My head is about to explode bc I have so much stuff crammed into it ....
I feel like I am slowly losing myself in a way ... Like I am becoming something I hate and I really have to get back to where I was .... I seem to be more offensive ... I'm not the gentle giant anymore ... people see me as a jekyl and hyde personality ... one moment I'm a timid little mouse and the next moment I'm some big bully, waiting for you to screw up just to laugh ... I wish people wouldn't think that of me ... I try to be sarcastic and stuff but people don't get my humor ... and when I try to speak ... I don't seem to be able to grasp the right words ....

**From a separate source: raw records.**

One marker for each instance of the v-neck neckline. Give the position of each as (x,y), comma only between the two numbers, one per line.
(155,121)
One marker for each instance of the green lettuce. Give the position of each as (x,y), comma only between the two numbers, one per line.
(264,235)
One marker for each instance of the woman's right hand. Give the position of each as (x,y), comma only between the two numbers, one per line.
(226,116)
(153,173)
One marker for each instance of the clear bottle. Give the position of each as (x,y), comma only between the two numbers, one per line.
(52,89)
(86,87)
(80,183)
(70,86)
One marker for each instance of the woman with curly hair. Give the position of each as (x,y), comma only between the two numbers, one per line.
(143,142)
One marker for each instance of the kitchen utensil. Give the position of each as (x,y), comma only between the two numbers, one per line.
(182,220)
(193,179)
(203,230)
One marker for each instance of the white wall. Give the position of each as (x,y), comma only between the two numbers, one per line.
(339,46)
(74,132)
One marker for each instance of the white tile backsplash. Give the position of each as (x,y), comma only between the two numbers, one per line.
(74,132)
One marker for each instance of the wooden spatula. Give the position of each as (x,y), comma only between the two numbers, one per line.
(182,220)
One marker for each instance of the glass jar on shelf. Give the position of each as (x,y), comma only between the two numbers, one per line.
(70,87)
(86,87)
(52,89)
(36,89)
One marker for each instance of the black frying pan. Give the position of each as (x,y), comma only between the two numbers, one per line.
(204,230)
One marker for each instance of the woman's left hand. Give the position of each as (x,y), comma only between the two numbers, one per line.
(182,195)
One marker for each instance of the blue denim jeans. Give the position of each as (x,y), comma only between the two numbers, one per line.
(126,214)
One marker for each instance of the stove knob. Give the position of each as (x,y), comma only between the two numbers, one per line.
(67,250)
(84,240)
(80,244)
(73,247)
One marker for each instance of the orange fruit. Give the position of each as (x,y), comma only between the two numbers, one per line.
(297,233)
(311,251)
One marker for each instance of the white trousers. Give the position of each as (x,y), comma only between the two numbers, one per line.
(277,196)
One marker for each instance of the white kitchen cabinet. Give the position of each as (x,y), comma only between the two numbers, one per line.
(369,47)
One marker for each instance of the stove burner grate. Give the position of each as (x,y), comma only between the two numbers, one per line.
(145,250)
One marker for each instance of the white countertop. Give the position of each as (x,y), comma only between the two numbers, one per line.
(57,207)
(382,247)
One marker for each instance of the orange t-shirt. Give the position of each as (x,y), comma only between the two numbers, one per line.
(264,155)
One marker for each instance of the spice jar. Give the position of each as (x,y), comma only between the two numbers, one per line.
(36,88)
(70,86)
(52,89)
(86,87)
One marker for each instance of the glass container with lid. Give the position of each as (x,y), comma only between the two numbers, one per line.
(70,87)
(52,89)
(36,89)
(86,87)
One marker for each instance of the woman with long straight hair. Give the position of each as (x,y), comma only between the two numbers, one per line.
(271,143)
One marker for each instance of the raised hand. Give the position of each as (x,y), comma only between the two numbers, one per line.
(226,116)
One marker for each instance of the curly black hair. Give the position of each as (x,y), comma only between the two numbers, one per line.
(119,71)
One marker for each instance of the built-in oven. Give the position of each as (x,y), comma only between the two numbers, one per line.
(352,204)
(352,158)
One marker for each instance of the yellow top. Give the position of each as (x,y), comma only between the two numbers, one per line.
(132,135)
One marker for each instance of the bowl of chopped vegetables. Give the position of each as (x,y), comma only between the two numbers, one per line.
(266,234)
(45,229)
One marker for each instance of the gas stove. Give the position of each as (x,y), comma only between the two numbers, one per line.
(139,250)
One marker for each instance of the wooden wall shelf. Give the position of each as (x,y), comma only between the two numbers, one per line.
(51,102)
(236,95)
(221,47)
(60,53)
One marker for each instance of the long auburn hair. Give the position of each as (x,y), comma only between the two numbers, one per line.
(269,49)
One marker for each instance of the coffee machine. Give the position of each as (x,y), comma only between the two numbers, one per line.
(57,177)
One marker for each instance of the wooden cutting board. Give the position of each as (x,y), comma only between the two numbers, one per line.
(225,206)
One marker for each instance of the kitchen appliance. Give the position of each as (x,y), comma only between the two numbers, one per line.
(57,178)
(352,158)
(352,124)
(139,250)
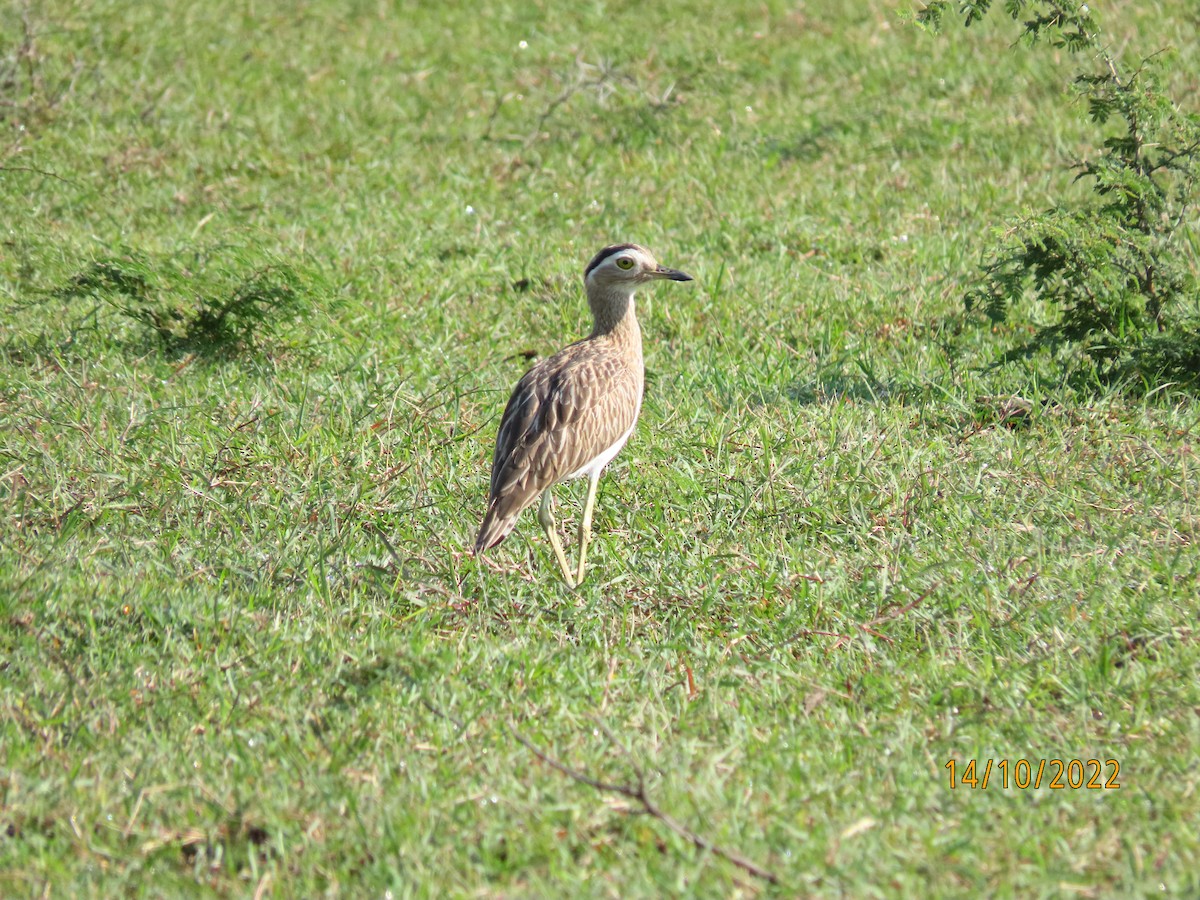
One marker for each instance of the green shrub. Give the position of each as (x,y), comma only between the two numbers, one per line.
(1119,271)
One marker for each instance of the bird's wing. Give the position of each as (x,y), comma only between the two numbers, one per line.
(563,413)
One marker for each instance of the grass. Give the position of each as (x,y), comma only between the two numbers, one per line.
(244,652)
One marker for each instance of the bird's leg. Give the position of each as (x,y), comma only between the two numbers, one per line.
(586,525)
(546,517)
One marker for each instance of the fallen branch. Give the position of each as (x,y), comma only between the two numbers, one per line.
(639,795)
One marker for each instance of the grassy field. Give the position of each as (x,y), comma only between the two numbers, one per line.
(268,274)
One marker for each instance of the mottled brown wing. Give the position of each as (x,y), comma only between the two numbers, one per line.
(563,413)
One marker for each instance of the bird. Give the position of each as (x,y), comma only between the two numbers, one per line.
(571,413)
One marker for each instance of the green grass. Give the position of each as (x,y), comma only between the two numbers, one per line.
(826,564)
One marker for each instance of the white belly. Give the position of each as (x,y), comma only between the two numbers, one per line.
(604,459)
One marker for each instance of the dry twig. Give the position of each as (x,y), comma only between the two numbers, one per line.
(639,793)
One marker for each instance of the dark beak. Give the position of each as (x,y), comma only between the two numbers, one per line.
(672,274)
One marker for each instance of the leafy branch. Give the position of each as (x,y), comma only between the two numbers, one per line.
(1119,270)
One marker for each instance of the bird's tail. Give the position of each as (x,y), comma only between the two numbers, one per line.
(495,528)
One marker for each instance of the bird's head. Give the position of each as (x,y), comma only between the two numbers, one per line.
(627,265)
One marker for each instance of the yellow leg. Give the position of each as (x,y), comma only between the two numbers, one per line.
(546,517)
(586,525)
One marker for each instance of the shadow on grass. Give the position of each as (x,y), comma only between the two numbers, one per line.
(220,315)
(216,304)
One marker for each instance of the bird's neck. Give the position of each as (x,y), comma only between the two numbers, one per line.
(615,316)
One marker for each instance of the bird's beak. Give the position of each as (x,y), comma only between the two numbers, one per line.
(672,274)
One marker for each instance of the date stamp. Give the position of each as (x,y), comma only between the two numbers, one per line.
(1026,774)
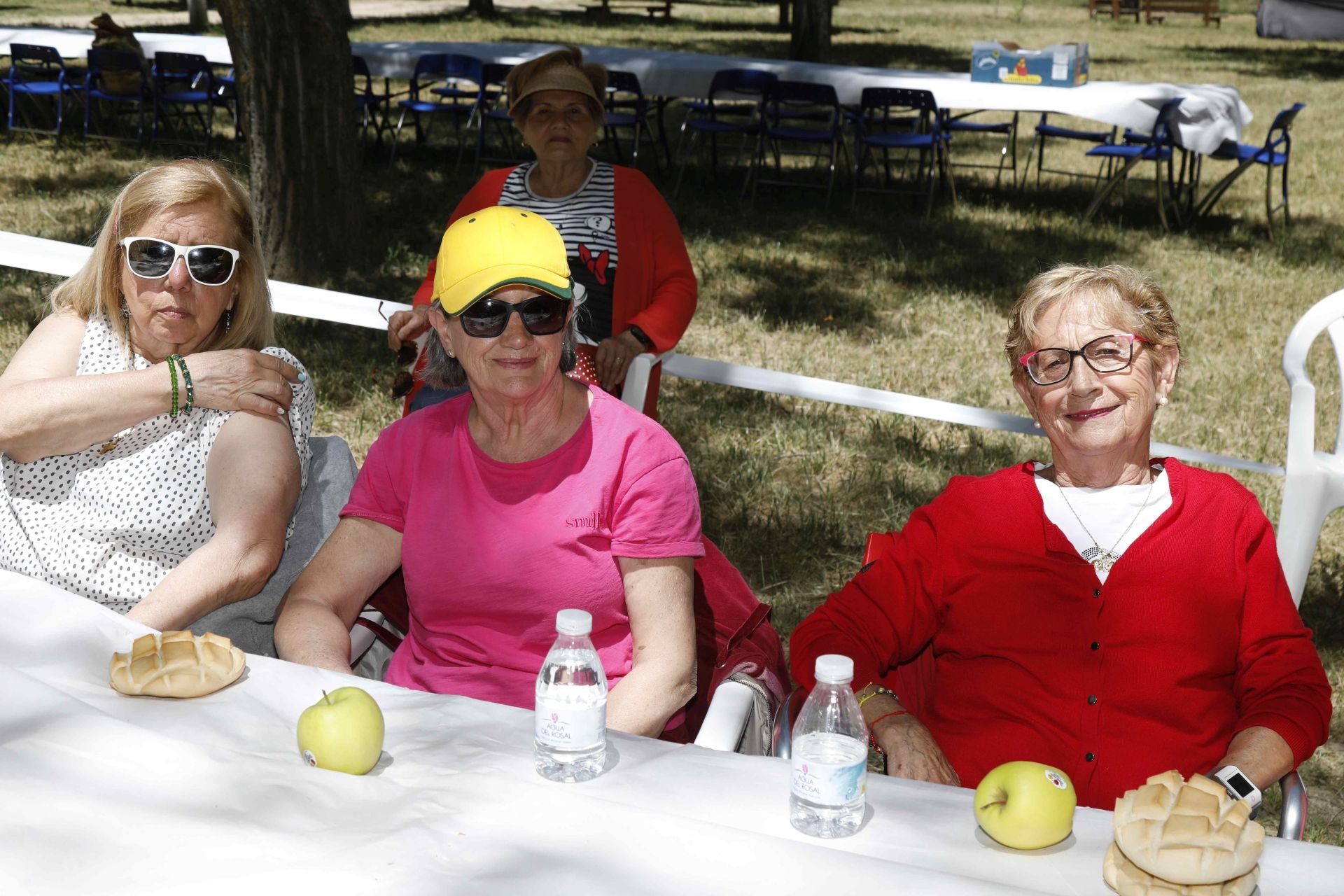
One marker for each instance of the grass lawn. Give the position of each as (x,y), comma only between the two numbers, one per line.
(872,295)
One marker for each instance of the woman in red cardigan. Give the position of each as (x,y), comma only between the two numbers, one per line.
(1108,614)
(624,244)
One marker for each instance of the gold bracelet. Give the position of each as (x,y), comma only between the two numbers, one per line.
(876,690)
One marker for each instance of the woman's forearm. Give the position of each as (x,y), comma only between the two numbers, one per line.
(220,571)
(48,416)
(647,697)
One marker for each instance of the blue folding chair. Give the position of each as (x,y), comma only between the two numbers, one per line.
(1159,148)
(38,73)
(493,115)
(910,124)
(1046,131)
(116,83)
(1007,153)
(1275,153)
(733,106)
(626,109)
(797,113)
(185,88)
(438,89)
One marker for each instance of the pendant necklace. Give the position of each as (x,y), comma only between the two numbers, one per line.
(1097,555)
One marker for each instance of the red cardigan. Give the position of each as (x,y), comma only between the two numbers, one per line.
(1193,638)
(655,284)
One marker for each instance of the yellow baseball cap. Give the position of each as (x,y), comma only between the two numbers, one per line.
(496,248)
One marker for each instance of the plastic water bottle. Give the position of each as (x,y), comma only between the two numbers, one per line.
(830,755)
(571,704)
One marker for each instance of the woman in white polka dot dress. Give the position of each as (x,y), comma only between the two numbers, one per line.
(127,472)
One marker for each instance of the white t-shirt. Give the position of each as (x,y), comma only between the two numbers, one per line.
(1116,516)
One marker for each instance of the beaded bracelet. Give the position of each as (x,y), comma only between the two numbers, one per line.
(874,741)
(186,381)
(172,375)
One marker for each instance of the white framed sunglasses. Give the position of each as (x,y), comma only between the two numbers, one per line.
(152,258)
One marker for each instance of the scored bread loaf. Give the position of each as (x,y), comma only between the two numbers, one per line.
(176,664)
(1126,879)
(1187,832)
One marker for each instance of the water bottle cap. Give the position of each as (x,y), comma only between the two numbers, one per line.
(574,622)
(835,668)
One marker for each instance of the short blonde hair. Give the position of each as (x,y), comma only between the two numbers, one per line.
(97,285)
(524,77)
(1129,298)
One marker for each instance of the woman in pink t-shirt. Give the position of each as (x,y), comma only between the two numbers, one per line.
(528,495)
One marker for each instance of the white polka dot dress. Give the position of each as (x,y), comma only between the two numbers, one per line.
(111,523)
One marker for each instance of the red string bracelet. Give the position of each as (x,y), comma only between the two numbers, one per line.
(874,741)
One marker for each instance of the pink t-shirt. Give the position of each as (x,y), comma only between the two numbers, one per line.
(491,551)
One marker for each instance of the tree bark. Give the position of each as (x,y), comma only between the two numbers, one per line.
(292,64)
(811,31)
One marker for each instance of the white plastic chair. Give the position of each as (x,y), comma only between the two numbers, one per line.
(1315,480)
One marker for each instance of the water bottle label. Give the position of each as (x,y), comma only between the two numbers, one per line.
(830,783)
(570,729)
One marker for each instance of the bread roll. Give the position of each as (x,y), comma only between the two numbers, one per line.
(1128,879)
(1187,832)
(176,664)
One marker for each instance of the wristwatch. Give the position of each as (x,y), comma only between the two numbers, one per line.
(640,335)
(1240,786)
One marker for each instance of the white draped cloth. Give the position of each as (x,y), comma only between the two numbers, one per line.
(111,794)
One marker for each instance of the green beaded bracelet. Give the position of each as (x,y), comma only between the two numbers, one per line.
(172,374)
(186,382)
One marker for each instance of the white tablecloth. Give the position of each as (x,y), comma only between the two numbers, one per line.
(1209,115)
(109,794)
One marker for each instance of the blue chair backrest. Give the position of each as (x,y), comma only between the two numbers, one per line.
(1278,132)
(183,67)
(803,93)
(876,105)
(35,62)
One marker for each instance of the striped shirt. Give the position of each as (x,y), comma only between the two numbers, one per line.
(587,219)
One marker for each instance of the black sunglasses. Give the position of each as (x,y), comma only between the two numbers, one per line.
(488,317)
(152,258)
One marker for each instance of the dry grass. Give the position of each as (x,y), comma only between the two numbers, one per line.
(873,295)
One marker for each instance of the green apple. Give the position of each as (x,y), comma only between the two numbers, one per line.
(343,732)
(1026,805)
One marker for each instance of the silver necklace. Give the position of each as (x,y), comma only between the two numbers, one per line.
(1097,555)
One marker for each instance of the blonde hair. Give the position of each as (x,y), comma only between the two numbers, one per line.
(1128,298)
(526,74)
(97,285)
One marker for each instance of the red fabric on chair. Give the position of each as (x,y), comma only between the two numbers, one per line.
(910,681)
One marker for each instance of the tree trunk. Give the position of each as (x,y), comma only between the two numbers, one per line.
(292,61)
(811,31)
(198,19)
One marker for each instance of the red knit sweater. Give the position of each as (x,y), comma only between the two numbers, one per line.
(1193,638)
(655,284)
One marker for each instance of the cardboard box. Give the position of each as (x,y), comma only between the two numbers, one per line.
(1059,65)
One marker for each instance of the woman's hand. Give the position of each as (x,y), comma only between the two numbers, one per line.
(613,358)
(911,751)
(241,381)
(406,327)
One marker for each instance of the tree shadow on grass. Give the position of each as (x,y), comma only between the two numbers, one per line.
(1292,62)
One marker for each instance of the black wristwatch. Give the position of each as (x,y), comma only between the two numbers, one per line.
(640,335)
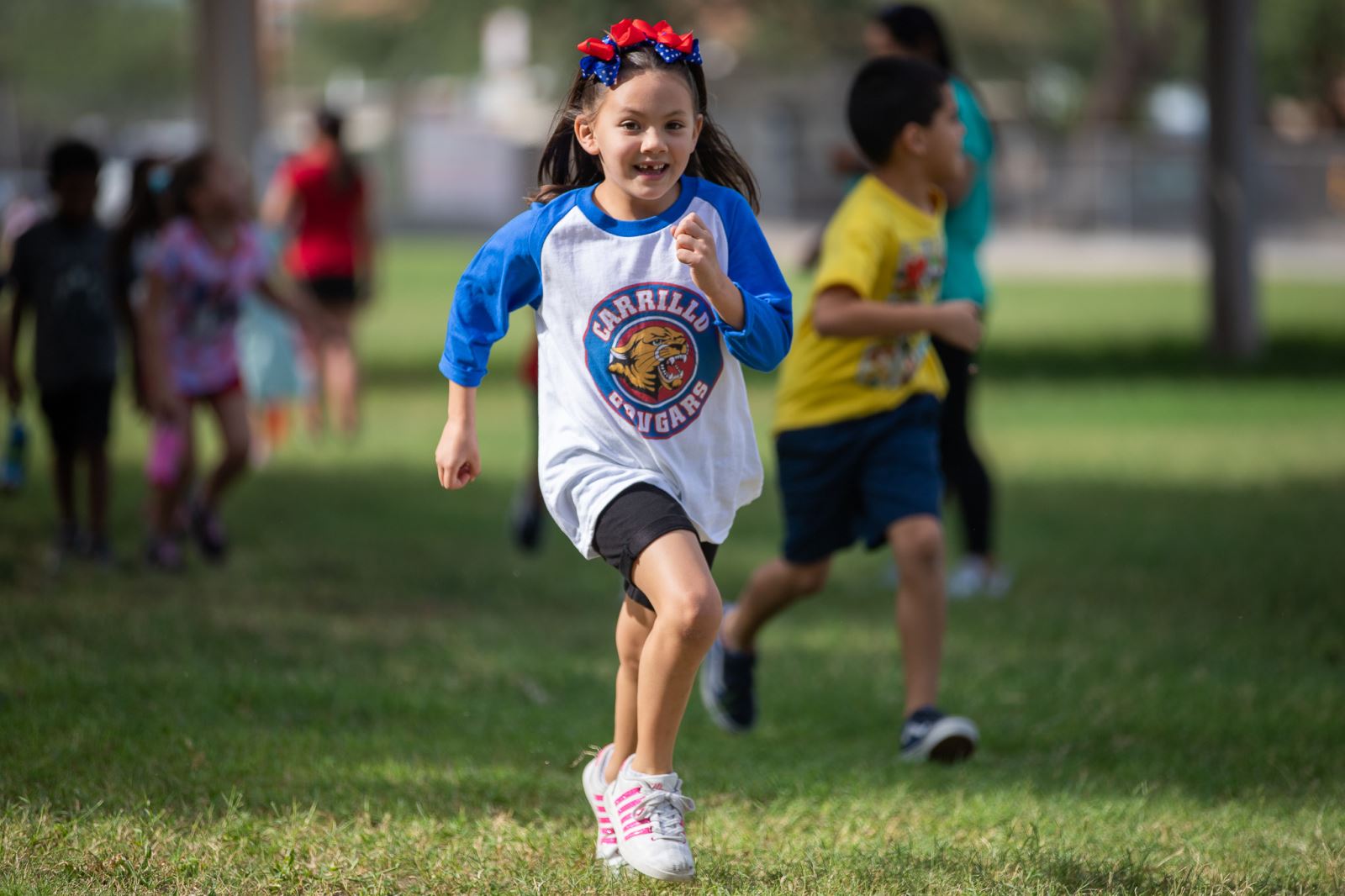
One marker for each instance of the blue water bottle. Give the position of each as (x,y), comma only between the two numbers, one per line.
(15,445)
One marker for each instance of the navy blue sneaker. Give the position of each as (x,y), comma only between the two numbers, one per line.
(726,687)
(943,739)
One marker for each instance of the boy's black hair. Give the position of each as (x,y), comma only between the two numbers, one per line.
(71,156)
(888,94)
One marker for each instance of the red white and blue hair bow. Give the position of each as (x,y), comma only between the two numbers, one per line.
(603,57)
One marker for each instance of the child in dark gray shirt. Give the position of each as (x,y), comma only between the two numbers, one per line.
(60,275)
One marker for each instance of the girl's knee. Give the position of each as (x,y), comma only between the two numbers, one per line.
(693,613)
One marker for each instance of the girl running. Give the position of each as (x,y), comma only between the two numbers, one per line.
(651,282)
(203,262)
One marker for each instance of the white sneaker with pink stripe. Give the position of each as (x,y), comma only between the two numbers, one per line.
(651,825)
(595,788)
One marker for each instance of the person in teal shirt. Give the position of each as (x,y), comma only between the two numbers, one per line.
(912,30)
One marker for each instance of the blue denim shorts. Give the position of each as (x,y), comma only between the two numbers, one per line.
(853,479)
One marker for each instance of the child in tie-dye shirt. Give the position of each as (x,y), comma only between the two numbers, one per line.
(202,266)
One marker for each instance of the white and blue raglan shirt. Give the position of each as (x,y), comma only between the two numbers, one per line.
(639,380)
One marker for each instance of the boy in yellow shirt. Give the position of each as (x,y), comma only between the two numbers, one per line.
(857,420)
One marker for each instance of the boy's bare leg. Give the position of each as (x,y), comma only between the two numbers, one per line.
(632,630)
(918,548)
(677,580)
(98,492)
(773,587)
(64,481)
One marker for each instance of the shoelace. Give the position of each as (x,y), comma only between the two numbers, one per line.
(663,810)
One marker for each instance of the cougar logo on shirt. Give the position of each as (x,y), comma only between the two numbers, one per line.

My one friend is able to look at me and see what I am, she can see how I'm feeling ... and is able to find things out with out even asking .... she's only known me a short while now .... but I find it interesting the way she does that ... *shrugs* ... I want to know what her true opinion of me is
Next ...
I feel like I have a bazillion things to do .... but dont seem to be accomplishing anything ... grrr I hate it ....
Ummmm .... OH
I'd like to thank Emily for putting up with peoples rants .... do note you can rant to me anytime
Blah ...
I lost my train of though bc the enter button just jammed on me .... grrrrr .... ummm ... anyways .... I'm lonely ..... I truly am ....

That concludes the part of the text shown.